La situación de acoso escolar en la I.E. Afull de Lambayeque ha desatado una ola de preocupación entre padres de familia y la comunidad educativa. La madre de un estudiante manifestó que su hijo, un alumno de cuarto grado de secundaria, fue atacado por un grupo de compañeros en un incidente violento que supuestamente ocurrió dentro de las instalaciones del colegio. Según su relato, el menor fue rodeado y golpeado en la cabeza por varios agresores, lo que ha puesto de manifiesto la necesidad urgente de abordar el bullying en los centros educativos.
La denunciante, identificada como A. S.V., ha cuestionado la falta de acción y comunicación por parte de la dirección del colegio. Para ella, la ausencia de un reporte inmediato por parte de los docentes sobre la agresión a su hijo y el hecho de que el director minimizara la gravedad de los golpes ha generado un clima de desconfianza. «Mi hijo ha sido amenazado con no contar lo sucedido, pero al final fueron sus compañeros quienes lo alentaron a reportar el incidente», explicó S.V., resaltando la importancia de un entorno de apoyo y confianza en el colegio.
Frustrada por la respuesta de la institución, donde el director alegó que las cámaras de seguridad estaban dañadas y no podían servir de prueba del ataque, S.V. decidió presentar una denuncia formal ante la policía. «No podía quedarme de brazos cruzados mientras mi hijo sufría. Intentaré que este caso sirva de lección y prevenga futuros incidentes», agregó. Su resolución ha llevado a otras familias a hablar sobre experiencias similares, lo que indica una posible cultura de violencia que podría estar normalizada en la institución.
A raíz de estos hechos, la madre hizo un llamado a la administración del colegio para que tome medidas más severas contra el alumno agresor, quien, según ella, sigue causando miedo entre sus compañeros. «No puede continuar en este colegio, los alumnos ahora sienten temor de salir durante el recreo y van al baño acompañados. Pagué por una educación de calidad, no por una experiencia marcada por el miedo y el maltrato», enfatizó, reflejando el deseo de un ambiente escolar seguro y propicio para el aprendizaje.

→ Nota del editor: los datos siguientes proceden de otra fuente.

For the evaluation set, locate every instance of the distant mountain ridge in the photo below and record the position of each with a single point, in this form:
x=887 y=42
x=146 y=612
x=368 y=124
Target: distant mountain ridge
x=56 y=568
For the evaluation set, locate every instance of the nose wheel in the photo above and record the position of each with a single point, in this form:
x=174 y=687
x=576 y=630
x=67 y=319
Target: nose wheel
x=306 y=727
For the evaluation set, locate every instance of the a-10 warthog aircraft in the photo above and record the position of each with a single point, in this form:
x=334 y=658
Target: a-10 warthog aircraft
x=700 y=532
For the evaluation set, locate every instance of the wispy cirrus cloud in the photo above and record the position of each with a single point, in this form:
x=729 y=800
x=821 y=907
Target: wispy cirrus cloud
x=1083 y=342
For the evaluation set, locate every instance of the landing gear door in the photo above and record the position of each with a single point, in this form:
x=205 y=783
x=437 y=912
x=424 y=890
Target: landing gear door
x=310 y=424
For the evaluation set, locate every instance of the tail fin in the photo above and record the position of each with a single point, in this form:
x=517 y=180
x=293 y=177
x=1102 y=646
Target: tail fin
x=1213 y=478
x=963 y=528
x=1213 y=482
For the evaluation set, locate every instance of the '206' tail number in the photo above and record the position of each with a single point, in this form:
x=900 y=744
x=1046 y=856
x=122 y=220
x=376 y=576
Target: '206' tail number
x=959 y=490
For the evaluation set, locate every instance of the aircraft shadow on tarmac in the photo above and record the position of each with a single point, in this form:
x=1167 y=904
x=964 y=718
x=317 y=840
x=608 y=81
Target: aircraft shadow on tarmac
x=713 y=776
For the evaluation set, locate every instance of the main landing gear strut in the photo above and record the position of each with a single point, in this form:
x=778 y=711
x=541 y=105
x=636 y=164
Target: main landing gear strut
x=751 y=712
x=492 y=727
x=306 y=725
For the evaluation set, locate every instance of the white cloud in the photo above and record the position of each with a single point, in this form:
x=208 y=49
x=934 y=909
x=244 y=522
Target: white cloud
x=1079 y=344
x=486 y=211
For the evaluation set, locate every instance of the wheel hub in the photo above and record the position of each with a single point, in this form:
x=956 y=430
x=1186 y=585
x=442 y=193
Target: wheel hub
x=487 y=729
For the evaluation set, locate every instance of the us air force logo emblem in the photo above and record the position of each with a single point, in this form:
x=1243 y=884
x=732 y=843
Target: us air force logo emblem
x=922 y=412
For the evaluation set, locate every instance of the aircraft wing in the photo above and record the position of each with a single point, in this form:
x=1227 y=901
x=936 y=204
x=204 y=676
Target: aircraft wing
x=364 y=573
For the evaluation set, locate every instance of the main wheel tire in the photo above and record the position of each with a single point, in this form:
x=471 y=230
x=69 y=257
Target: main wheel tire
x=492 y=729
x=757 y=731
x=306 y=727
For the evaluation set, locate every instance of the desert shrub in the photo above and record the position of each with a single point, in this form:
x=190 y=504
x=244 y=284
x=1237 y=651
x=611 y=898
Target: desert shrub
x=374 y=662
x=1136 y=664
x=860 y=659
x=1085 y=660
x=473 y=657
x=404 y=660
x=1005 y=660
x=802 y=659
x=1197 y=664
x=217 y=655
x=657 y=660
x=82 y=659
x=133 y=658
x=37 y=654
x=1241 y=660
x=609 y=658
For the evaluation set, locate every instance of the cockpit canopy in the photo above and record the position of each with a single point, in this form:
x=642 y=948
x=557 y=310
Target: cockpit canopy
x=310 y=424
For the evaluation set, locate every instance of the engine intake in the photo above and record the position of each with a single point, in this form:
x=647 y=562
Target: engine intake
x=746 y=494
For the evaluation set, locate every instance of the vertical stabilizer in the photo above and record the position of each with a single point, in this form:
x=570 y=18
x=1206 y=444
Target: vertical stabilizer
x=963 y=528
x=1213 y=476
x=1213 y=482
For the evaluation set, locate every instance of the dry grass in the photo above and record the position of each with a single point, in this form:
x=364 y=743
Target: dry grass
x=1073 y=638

El director del colegio, Alvaro Romero Peralta, afirmó que se trata de un caso aislado, aunque reconoció que se están tomando medidas para resolver la situación. Sin embargo, sus comentarios han sido recibidos con escepticismo por parte de algunos padres, quienes consideran que el acoso es un problema generalizado en la educación actual. Romero anunció que los estudiantes involucrados serán movidos de sección y que se tomarán acciones disciplinarias, pero muchos insisten en que esto no es suficiente y demandan una reformulación más profunda de las políticas contra la violencia escolar.